I want you all to have something beautiful to look at. I’ve been video-chatting with Alec a lot these past few days, and am feeling everyone else deserves visual treats too.

[Addendum: Random surfing just yielded an audio clip of Anne Sexton reading the poem this entry is named after. If you’re a fan, treat yourself. If you’re not, become one.]

Reflection

In Bruges I photographed the reflection of a medieval building in a gleaming red car hood. It’s one of my favourite pictures that I’ve taken, but I think this puts mine to shame.

East Coast Afternoon

The weather’s been moody the past week with sulks and squalls every now and then, and on Saturday in the car on the way to Pasir Ris every drop of rain seemed to think it was a kamikaze pilot seeking final glorious death on the windscreen, but yesterday, yesterday it was breathtakingly sunny, and I got lured outdoors.

The Marine Parade library’s one of the best ways to enjoy a beautiful day – tall glass walls let the light in, but air-conditioning and frappucinos protect you from the heat. On a Monday afternoon you escape the Sunday crowds, but there are just enough people to give it a contented buzz, more than enough comfy chairs to go round, and no queue at the Starbuck’s. I was disciplined and kept my four book limit in mind when scouring the shelves, instead of the way I usually end up staggering around with over ten books, most of which I later have to discard sadly, and settled down happily for the next two hours or so.

Final choices: The Passion (Jeanette Winterson), The Eye In The Door (Pat Barker), and the Lonely Planet guide to Turkey. I still had Let’s Go Greece 2001 on my card from two weeks ago, so that made four.

While waiting for the bus, I took a patriotic picture – the walkway in the public housing estate was festooned with flags in preparation for National Day, which is on 9 August. Lately our public housing estates have been looking more and more like condominiums, but the old building in this one does actually correspond with more typical ideas of “public housing”.

At my bus stop I decided it was still too pretty outside to go home, and walked to Katong Shopping Centre for black economy delights. If you’re Singaporean, you’ll know what I mean by this. If you’re not, let’s just say that in certain stores here they sell lots of flat shiny things with lots of other people’s intellectual/artistic property on them for very low prices. At least, that’s what I go there to buy. I daresay the middle-aged men in certain sections of the shops trying to conceal their salivation and callused right hands were after pleasures neither intellectual nor artistic.

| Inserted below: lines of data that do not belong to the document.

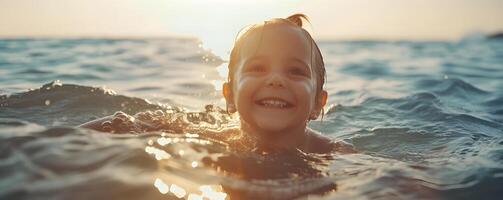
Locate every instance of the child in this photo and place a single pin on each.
(275, 83)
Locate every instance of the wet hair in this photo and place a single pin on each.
(293, 20)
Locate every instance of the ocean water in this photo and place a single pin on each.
(425, 116)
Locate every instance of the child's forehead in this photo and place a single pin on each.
(279, 37)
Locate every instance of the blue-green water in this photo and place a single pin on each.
(426, 117)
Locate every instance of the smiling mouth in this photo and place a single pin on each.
(274, 103)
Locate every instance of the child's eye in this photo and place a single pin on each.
(298, 72)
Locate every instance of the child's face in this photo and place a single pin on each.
(274, 88)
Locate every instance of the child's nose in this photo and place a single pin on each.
(275, 80)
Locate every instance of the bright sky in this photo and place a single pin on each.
(216, 22)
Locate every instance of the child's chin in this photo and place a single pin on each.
(272, 125)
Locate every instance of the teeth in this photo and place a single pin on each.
(273, 103)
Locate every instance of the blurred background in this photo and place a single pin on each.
(416, 86)
(216, 22)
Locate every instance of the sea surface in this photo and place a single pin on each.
(425, 116)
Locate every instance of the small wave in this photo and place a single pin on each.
(451, 87)
(73, 104)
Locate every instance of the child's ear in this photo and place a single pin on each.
(322, 99)
(229, 100)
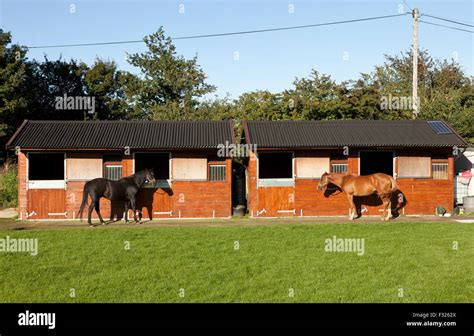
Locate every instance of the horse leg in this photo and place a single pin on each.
(350, 197)
(389, 207)
(89, 214)
(97, 209)
(125, 217)
(133, 203)
(386, 203)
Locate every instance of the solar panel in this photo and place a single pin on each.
(439, 127)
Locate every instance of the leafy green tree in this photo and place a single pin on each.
(170, 85)
(12, 81)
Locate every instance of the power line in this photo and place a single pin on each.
(223, 34)
(406, 3)
(444, 26)
(448, 20)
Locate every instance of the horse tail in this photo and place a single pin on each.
(85, 194)
(394, 185)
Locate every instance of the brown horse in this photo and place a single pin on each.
(353, 185)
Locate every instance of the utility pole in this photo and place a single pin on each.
(415, 100)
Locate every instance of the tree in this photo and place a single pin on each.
(170, 85)
(111, 90)
(12, 81)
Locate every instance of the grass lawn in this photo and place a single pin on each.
(272, 262)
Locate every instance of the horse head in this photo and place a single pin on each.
(324, 181)
(149, 176)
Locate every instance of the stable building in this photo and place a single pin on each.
(283, 174)
(56, 158)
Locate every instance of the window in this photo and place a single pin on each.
(189, 169)
(159, 162)
(311, 167)
(83, 168)
(113, 167)
(414, 166)
(439, 168)
(217, 172)
(372, 162)
(339, 164)
(275, 165)
(47, 166)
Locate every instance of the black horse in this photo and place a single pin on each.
(125, 189)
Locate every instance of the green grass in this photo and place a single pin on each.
(417, 257)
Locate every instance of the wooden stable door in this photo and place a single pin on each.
(155, 203)
(276, 202)
(47, 204)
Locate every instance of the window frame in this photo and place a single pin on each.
(338, 160)
(276, 182)
(159, 183)
(439, 161)
(217, 164)
(106, 164)
(45, 184)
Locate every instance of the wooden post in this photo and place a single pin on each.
(415, 100)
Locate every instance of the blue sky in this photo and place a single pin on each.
(265, 61)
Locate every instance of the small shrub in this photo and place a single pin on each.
(8, 185)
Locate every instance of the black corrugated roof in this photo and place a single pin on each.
(35, 134)
(337, 133)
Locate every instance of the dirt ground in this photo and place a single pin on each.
(12, 224)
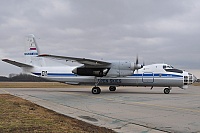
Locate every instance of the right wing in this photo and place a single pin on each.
(19, 64)
(86, 62)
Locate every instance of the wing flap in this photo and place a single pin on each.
(84, 61)
(19, 64)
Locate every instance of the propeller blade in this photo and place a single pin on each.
(137, 60)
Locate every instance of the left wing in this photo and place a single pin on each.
(86, 62)
(19, 64)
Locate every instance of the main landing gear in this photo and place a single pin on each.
(97, 90)
(167, 90)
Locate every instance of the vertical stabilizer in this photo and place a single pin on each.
(32, 51)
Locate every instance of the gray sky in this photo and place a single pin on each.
(158, 31)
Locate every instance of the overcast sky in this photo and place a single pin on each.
(158, 31)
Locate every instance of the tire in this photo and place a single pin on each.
(166, 90)
(96, 90)
(112, 88)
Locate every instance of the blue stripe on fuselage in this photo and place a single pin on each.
(134, 75)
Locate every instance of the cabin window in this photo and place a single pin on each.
(44, 73)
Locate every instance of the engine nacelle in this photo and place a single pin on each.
(98, 72)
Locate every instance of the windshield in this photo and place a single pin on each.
(169, 68)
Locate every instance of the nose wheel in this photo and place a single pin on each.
(167, 90)
(96, 90)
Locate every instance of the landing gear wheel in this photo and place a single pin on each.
(166, 90)
(112, 88)
(96, 90)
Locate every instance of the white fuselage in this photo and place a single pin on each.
(150, 75)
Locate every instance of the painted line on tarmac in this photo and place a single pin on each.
(136, 103)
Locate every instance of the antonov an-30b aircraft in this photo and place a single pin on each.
(102, 73)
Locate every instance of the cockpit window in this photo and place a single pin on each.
(169, 68)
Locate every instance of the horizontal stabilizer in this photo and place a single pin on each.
(16, 63)
(84, 61)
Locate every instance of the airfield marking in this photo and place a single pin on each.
(137, 103)
(4, 91)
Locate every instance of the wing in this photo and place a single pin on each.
(19, 64)
(86, 62)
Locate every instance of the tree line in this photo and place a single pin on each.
(22, 78)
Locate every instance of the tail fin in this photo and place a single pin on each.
(32, 51)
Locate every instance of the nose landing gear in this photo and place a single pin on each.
(167, 90)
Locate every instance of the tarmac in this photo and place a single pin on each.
(128, 109)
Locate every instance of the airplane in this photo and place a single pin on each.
(102, 73)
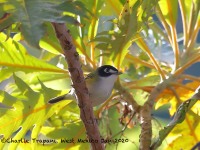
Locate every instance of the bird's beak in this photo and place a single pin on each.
(119, 73)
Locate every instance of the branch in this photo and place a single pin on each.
(74, 66)
(179, 117)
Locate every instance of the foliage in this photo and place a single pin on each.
(134, 36)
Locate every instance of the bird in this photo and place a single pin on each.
(100, 84)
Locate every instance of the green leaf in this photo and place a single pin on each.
(33, 14)
(14, 57)
(169, 9)
(178, 118)
(28, 111)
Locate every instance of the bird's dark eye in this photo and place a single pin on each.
(107, 70)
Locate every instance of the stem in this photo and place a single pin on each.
(184, 20)
(72, 59)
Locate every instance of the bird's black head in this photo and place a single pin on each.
(107, 70)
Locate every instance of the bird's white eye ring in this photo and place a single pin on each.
(107, 70)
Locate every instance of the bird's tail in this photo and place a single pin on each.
(60, 98)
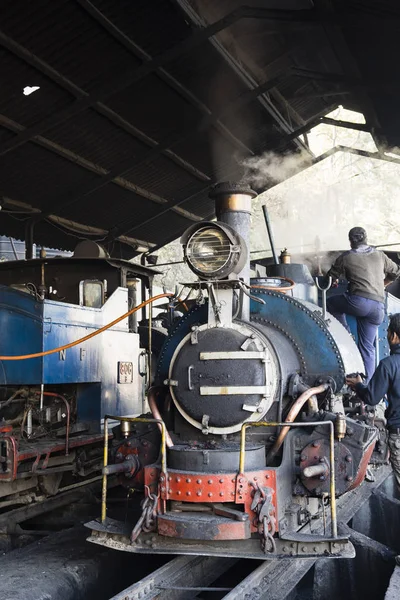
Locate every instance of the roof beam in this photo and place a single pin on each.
(326, 9)
(132, 47)
(93, 167)
(349, 82)
(125, 166)
(28, 132)
(238, 68)
(117, 83)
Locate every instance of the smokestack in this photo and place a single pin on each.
(233, 207)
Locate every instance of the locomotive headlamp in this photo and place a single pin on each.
(214, 250)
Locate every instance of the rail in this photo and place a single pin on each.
(185, 577)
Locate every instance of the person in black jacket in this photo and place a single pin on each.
(386, 382)
(365, 268)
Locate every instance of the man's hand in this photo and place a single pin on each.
(352, 381)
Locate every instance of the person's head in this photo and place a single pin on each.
(357, 237)
(393, 334)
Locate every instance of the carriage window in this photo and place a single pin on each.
(92, 293)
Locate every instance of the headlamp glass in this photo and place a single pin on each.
(208, 250)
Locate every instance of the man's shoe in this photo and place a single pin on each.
(369, 476)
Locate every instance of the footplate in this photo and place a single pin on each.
(115, 534)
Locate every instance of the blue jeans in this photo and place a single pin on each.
(369, 315)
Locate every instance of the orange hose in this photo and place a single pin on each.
(90, 335)
(277, 289)
(293, 412)
(151, 399)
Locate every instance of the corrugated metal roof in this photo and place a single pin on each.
(139, 111)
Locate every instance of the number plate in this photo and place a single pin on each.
(125, 372)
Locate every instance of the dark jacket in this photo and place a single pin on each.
(385, 380)
(365, 268)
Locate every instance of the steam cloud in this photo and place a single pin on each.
(271, 168)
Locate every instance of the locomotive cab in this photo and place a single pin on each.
(52, 403)
(255, 446)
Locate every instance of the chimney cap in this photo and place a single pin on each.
(230, 187)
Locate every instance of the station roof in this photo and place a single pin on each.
(143, 105)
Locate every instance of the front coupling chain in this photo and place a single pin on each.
(148, 519)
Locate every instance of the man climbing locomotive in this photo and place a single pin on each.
(366, 269)
(248, 397)
(386, 383)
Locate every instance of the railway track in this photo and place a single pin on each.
(188, 577)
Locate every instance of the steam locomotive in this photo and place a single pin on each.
(51, 405)
(252, 433)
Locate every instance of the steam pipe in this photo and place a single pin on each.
(68, 411)
(151, 398)
(270, 236)
(293, 412)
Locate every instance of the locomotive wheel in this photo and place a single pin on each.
(50, 484)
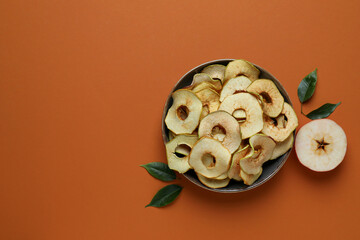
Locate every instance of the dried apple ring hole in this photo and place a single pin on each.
(218, 132)
(182, 112)
(182, 150)
(208, 160)
(239, 114)
(266, 97)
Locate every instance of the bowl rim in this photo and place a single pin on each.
(193, 71)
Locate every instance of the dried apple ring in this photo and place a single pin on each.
(209, 158)
(184, 115)
(279, 133)
(273, 101)
(254, 114)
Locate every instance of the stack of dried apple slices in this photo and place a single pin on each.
(227, 124)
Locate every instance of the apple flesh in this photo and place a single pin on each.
(321, 145)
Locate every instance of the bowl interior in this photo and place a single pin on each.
(270, 168)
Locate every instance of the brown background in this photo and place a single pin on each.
(82, 87)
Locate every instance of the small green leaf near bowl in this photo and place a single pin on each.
(323, 111)
(165, 196)
(307, 86)
(160, 171)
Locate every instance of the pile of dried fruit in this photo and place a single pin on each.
(227, 124)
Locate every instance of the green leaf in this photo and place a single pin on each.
(165, 196)
(323, 111)
(307, 86)
(160, 171)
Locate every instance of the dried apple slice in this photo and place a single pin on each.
(176, 161)
(210, 101)
(279, 134)
(203, 77)
(209, 157)
(249, 179)
(239, 115)
(254, 114)
(241, 67)
(273, 101)
(213, 183)
(224, 121)
(215, 71)
(234, 85)
(202, 86)
(234, 170)
(171, 135)
(282, 147)
(263, 148)
(184, 115)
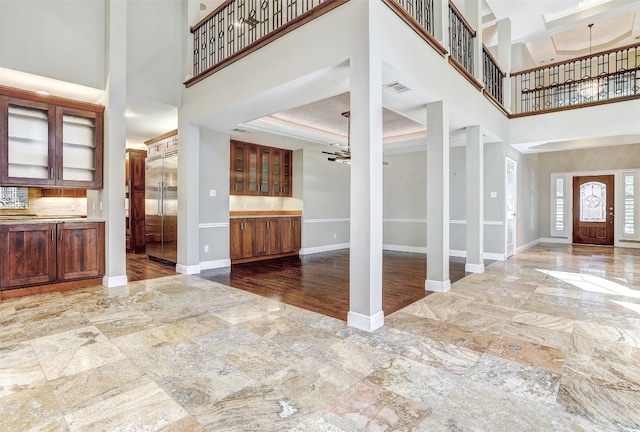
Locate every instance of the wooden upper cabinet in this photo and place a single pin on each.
(260, 170)
(46, 141)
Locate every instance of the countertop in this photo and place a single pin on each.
(263, 213)
(23, 219)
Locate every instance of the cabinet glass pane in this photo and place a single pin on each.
(253, 169)
(28, 142)
(239, 169)
(285, 172)
(78, 151)
(276, 172)
(264, 179)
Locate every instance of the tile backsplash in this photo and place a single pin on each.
(14, 198)
(48, 206)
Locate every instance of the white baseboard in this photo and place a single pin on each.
(437, 286)
(181, 268)
(365, 322)
(554, 240)
(326, 248)
(527, 246)
(113, 281)
(487, 255)
(474, 268)
(401, 248)
(207, 265)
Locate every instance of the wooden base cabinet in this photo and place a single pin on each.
(242, 237)
(40, 257)
(253, 239)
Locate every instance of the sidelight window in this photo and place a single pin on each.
(558, 207)
(630, 199)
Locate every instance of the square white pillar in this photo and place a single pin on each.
(475, 200)
(365, 264)
(437, 198)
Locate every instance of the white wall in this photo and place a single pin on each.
(326, 201)
(154, 50)
(587, 160)
(214, 211)
(59, 39)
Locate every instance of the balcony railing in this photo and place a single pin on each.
(238, 27)
(493, 76)
(461, 39)
(604, 76)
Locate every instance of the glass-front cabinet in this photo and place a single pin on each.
(260, 170)
(45, 143)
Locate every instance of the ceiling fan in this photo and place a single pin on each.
(343, 155)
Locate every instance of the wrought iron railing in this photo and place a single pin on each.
(603, 76)
(493, 76)
(240, 25)
(461, 39)
(421, 11)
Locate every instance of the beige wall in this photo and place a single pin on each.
(597, 159)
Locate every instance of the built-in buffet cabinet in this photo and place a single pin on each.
(49, 256)
(260, 170)
(49, 141)
(256, 238)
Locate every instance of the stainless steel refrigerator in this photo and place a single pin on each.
(161, 200)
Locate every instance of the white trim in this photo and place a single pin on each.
(400, 220)
(113, 281)
(214, 225)
(494, 256)
(365, 322)
(402, 248)
(437, 286)
(207, 265)
(561, 240)
(184, 269)
(474, 268)
(327, 220)
(527, 246)
(325, 248)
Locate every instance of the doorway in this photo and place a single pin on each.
(593, 204)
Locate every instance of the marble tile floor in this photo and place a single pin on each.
(547, 341)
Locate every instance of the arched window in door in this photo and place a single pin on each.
(593, 202)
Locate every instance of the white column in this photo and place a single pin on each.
(473, 14)
(188, 197)
(109, 202)
(475, 200)
(437, 198)
(365, 266)
(441, 22)
(504, 58)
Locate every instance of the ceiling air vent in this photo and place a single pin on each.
(397, 87)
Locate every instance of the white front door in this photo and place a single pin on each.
(510, 205)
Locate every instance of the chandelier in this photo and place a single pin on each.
(343, 155)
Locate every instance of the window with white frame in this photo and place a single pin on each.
(630, 196)
(558, 205)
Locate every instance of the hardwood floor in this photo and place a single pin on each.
(140, 267)
(319, 282)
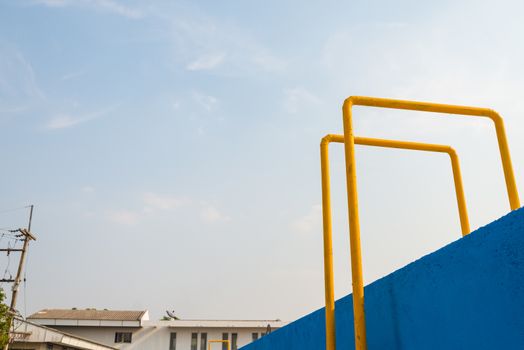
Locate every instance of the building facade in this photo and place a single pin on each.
(134, 331)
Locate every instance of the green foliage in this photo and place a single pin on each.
(5, 320)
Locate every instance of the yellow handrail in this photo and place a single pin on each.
(219, 341)
(354, 225)
(326, 209)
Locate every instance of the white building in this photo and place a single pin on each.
(133, 329)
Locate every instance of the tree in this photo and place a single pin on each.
(5, 320)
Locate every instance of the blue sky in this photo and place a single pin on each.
(171, 147)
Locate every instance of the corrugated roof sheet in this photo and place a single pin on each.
(88, 314)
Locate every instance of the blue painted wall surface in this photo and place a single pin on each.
(467, 295)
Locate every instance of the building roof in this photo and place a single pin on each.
(274, 324)
(88, 314)
(30, 333)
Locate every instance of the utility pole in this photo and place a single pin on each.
(16, 282)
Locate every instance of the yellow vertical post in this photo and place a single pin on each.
(509, 176)
(354, 230)
(327, 215)
(354, 225)
(459, 192)
(328, 245)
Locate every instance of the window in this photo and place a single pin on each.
(172, 341)
(203, 341)
(194, 341)
(234, 337)
(123, 337)
(224, 337)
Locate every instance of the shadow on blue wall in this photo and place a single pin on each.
(467, 295)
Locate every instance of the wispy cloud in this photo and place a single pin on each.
(299, 96)
(71, 76)
(64, 121)
(207, 62)
(155, 201)
(88, 189)
(209, 103)
(310, 221)
(17, 78)
(124, 217)
(107, 6)
(212, 214)
(217, 45)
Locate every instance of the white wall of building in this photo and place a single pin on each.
(155, 335)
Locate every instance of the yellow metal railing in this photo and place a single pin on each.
(326, 209)
(354, 225)
(219, 341)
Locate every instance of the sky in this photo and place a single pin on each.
(171, 148)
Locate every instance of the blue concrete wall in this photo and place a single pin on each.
(467, 295)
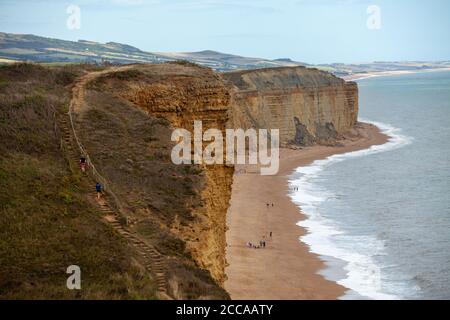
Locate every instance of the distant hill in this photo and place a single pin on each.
(40, 49)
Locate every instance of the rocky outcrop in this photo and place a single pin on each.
(307, 105)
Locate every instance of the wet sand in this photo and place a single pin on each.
(285, 269)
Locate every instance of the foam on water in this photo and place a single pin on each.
(363, 275)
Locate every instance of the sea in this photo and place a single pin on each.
(380, 217)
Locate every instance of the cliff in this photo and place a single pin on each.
(307, 105)
(185, 203)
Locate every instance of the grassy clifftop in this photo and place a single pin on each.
(47, 220)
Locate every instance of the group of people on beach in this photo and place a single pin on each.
(262, 245)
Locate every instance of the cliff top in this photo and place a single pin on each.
(281, 78)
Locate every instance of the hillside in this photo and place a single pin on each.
(41, 49)
(50, 219)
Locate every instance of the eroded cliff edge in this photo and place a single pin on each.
(307, 105)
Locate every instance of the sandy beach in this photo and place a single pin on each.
(285, 269)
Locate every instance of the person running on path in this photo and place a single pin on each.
(99, 189)
(83, 163)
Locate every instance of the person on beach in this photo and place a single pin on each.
(83, 163)
(99, 189)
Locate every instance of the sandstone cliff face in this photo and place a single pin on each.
(182, 94)
(307, 105)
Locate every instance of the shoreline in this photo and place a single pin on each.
(362, 76)
(285, 269)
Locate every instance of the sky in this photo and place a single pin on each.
(312, 31)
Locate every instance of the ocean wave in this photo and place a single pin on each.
(363, 274)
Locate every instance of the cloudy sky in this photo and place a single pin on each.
(314, 31)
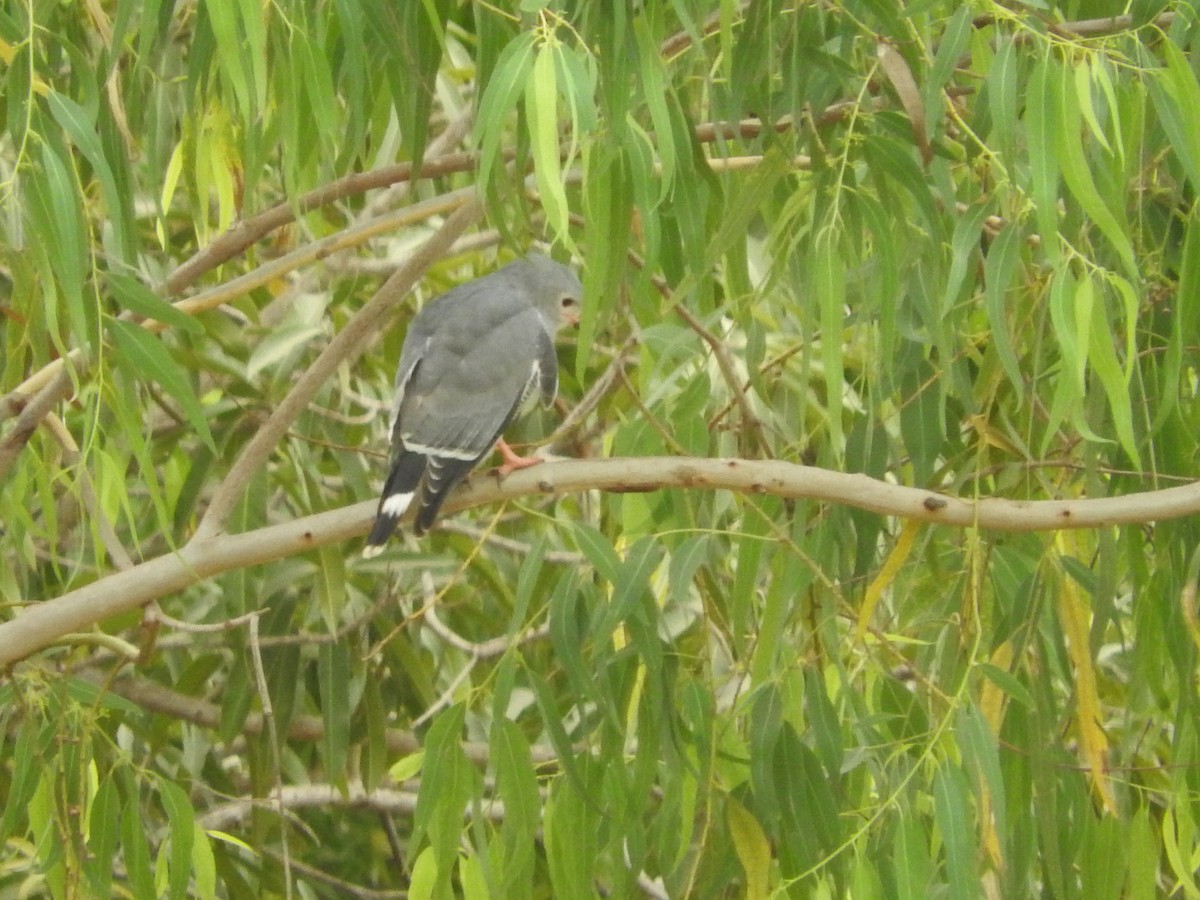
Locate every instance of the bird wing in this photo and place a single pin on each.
(469, 381)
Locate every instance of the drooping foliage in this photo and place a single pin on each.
(945, 245)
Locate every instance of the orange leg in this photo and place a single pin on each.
(513, 461)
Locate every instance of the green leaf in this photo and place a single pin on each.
(1042, 126)
(82, 130)
(1078, 175)
(517, 786)
(136, 851)
(501, 95)
(143, 355)
(181, 833)
(136, 297)
(541, 113)
(1000, 270)
(953, 819)
(336, 706)
(447, 785)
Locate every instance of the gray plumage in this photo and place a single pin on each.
(469, 361)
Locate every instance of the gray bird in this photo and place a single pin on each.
(469, 361)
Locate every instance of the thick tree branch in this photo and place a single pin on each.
(42, 624)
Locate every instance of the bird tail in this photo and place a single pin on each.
(397, 493)
(444, 472)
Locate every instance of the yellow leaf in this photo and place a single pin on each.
(753, 849)
(1093, 743)
(887, 575)
(991, 697)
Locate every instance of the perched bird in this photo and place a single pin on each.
(469, 361)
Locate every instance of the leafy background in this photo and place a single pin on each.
(946, 245)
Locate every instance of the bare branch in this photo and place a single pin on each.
(43, 623)
(153, 696)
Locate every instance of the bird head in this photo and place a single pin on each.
(556, 289)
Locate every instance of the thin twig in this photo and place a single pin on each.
(156, 699)
(273, 736)
(33, 411)
(45, 622)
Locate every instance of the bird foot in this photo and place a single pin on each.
(513, 461)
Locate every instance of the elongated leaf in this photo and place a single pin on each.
(1000, 270)
(144, 357)
(753, 849)
(133, 295)
(541, 113)
(447, 785)
(954, 822)
(1078, 175)
(81, 129)
(181, 820)
(336, 705)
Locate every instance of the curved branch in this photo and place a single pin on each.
(42, 624)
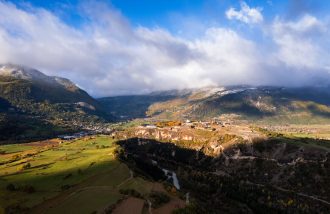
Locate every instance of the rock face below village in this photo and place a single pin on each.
(35, 106)
(238, 166)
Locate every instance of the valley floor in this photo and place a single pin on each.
(80, 176)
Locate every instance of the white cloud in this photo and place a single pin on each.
(246, 14)
(108, 56)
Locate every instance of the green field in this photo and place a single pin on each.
(80, 176)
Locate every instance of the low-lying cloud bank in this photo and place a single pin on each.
(108, 56)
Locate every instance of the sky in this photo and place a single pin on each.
(124, 47)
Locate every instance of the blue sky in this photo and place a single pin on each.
(138, 46)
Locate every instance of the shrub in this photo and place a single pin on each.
(158, 198)
(130, 192)
(28, 189)
(11, 187)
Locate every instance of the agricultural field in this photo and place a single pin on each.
(80, 176)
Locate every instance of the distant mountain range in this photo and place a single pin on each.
(33, 104)
(268, 104)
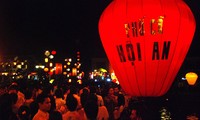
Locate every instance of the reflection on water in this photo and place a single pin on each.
(175, 107)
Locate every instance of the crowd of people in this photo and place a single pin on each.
(39, 101)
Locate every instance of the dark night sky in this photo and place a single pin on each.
(32, 26)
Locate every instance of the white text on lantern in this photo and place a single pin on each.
(128, 53)
(137, 28)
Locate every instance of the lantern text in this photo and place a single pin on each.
(137, 28)
(137, 54)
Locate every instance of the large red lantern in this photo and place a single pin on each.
(146, 42)
(58, 68)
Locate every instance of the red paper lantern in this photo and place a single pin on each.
(58, 68)
(146, 42)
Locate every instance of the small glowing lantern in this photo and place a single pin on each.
(191, 78)
(58, 68)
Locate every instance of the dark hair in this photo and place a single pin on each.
(14, 87)
(71, 102)
(84, 96)
(14, 97)
(55, 115)
(91, 109)
(59, 93)
(24, 112)
(121, 99)
(93, 89)
(41, 97)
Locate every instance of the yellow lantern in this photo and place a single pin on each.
(191, 78)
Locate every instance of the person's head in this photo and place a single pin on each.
(91, 109)
(71, 102)
(24, 113)
(133, 114)
(44, 102)
(59, 93)
(13, 88)
(55, 115)
(110, 91)
(120, 99)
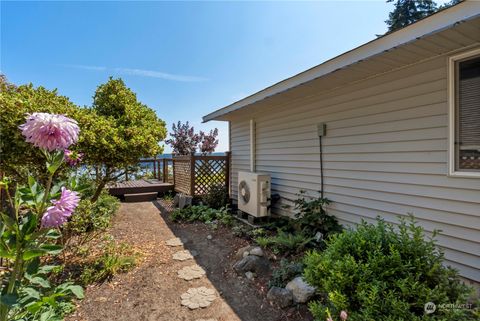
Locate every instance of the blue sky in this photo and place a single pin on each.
(183, 59)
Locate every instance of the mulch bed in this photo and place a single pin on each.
(151, 291)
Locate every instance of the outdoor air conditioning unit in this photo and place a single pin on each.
(254, 193)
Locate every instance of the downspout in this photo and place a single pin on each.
(253, 147)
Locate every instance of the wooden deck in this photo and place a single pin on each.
(139, 186)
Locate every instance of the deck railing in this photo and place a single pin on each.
(196, 174)
(191, 174)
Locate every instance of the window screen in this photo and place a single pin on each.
(468, 115)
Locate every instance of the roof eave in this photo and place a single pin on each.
(436, 22)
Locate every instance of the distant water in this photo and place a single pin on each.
(167, 155)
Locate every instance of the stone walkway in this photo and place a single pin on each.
(167, 286)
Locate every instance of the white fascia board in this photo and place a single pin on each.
(434, 23)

I took the long way home, walking along the entrance to the expressway, and was conveniently informed that when I leave here for London on August 31, it’ll only take me 9 minutes to get to the airport. I love this home, but I still can’t wait to get back to that one.

Street Photography Shyness

Strange: walking around Singapore with the digital camera, I see things I want to photograph, but feel shy about doing so, whereas I’d snap away without a second thought in London. I tried to pinpoint the source of this reticence, and kept hearing this little voice going “don’t look at me like that, I’m not a tourist, God forbid that I should be mistaken for a foreigner in my own country…”

I suppose this makes some sort of sense. In London I take it for granted that people see me as a foreigner, so walking around acting like a tourist changes nothing. The thing that puzzles me is that this Singapore shyness is extremely uncharacteristic – usually, if people are looking at me, the temptation is to mess further with their heads.

The sillliest thing of all, of course, is that this is what’s most likely to happen: Michelle plucks up courage, takes photo. Starts stewing in the juices of cultural discomfort, “aretheylookingatme? arepeoplelooking? what can I do to subtly show I’m not a foreigner but just someone walking around taking photos, DAMMIT, is that so strange?”. Average Singaporean walking by on the street gives her a casual glance, and forgets her the next nanosecond. His next thought is “Eh, where to makan tonight ah?” (Singlish translation: makan = eat, eh and ah = exclamations we add on beginnings and endings of sentences, just…because.)

This all means I should stop being silly and unMichellian.